Online gambling verboten in Minnesota

gamblingYesterday the Minnesota Department of Public Safety (DPS) Alcohol and Gambling Enforcement Division (AGED) announced that it has served written notice to 11 national and regional telephone and Internet service providers  instructing them to prohibit access of all Minnesota-based computers to nearly 200 online gambling websites.

The provider list includes to AT&T Internet Services, San Antonio; Charter Communications, St. Louis; Comcast Cable, Moorestown, N.J.; Direct TV, Los Angeles; Dish Network, Englewood., Colo.; Embarq and Sprint/Nextel, both of Overland Park, Kan.; Frontier Communications, Stamford, Conn.; Qwest, Denver; Verizon Wireless, Bedminster, N.J.; and Wildblue Communications, Greenwood Village, Colo.
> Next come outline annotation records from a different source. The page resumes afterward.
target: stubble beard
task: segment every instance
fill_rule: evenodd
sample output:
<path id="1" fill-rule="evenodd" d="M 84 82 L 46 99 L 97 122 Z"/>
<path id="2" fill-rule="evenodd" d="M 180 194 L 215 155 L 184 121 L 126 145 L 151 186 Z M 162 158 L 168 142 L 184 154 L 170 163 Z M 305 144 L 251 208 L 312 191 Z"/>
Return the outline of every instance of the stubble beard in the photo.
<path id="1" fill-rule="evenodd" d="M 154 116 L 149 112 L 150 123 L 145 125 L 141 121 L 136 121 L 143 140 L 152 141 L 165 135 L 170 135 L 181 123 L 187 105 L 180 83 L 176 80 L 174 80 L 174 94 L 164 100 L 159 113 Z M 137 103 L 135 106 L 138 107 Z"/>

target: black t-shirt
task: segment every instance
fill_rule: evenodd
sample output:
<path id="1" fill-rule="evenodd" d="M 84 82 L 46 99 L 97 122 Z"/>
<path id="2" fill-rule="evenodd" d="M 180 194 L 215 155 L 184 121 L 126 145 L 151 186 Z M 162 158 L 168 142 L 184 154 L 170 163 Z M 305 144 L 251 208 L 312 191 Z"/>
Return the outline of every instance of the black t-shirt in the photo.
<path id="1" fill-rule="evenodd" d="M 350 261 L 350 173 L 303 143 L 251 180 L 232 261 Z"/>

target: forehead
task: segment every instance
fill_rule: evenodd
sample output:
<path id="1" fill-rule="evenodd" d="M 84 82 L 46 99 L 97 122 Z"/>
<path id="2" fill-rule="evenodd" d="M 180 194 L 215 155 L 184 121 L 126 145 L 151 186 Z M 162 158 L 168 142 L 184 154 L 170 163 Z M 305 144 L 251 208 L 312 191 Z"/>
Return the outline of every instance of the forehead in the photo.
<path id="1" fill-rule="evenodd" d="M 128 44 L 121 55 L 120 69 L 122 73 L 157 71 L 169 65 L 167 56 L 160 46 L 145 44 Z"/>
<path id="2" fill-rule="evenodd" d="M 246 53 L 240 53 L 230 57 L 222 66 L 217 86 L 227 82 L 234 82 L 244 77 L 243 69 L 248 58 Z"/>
So if you have any accounts with any of the 200 sites – you might want to cash out soon.

What’s kind of funny is that they’re using a federal law that enables restrictions on phone calls used for wagering. (They are also calling for the 200 companies’ phone numbers to be blocked.) So some folks think this might not work. John Morris, general counsel at the Center for Democracy and Technology in Washington notes that the courts will probably not uphold this rule because it originally targeted phone companies with relationship to the bet takers. (Most of the online gambling sites are offshore and have no relationships with US ISPs.)

John Palfrey, co-director of the Berkman Center for Internet & Society at Harvard University, says it won’t work because filtering sites doesn’t work. (I have to ask if filtering sites doesn’t work – well then what’s all the hubbub on Net Neutrality. This might be an excuse to get filtering to work.)
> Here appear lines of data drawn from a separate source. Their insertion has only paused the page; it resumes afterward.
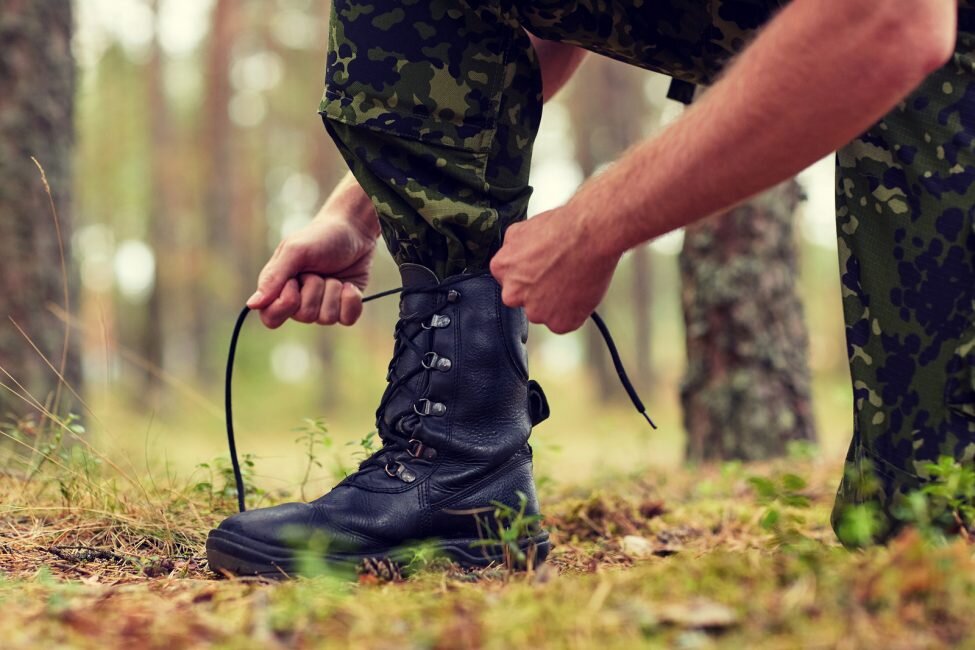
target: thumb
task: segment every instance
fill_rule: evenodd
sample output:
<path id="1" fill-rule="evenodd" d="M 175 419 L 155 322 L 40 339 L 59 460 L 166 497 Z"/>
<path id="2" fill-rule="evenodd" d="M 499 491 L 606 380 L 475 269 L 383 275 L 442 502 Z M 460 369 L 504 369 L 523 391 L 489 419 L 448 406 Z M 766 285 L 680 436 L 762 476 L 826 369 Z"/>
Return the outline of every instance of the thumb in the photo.
<path id="1" fill-rule="evenodd" d="M 257 279 L 257 291 L 247 299 L 251 309 L 264 309 L 281 295 L 284 285 L 301 270 L 302 256 L 299 251 L 281 247 L 261 269 Z"/>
Folks in the gambling industry press are wondering why this is happening now. Apparently legislation is in the works to overturn the UIGEA (Unlawful Internet Gambling Enforcement Act) and make online gambling legal.

I haven’t seen much from the Net Neutrality folks on this yet – but the gambling folks seem determined to draw in potential partners – such as Save the Internet. That being said, Kentucky tried a different approach to stopping online gambling from their citizens by trying to get 141 domain names moved to the State’s control as seized gambling property in an effort to get those sites to block Kentucky users. I haven’t seen much on Net Neutrality there either but again it’s a different situation.

I’ve seen where Net Neutrality folks recognize the potential hardship for gambling (and other) industries if the Internet goes non-Neutral. Then providers can charge fees to bring traffic to those sites, but I think policy-wise the Minnesota case is a little different. Technology-wise I suspect that whatever the providers learn here will be helpful to them in a non-Neutral world.

If the comments posted on an article on the Star Tribune (New tactic in war on online gambling) are any indication, this should be a good show.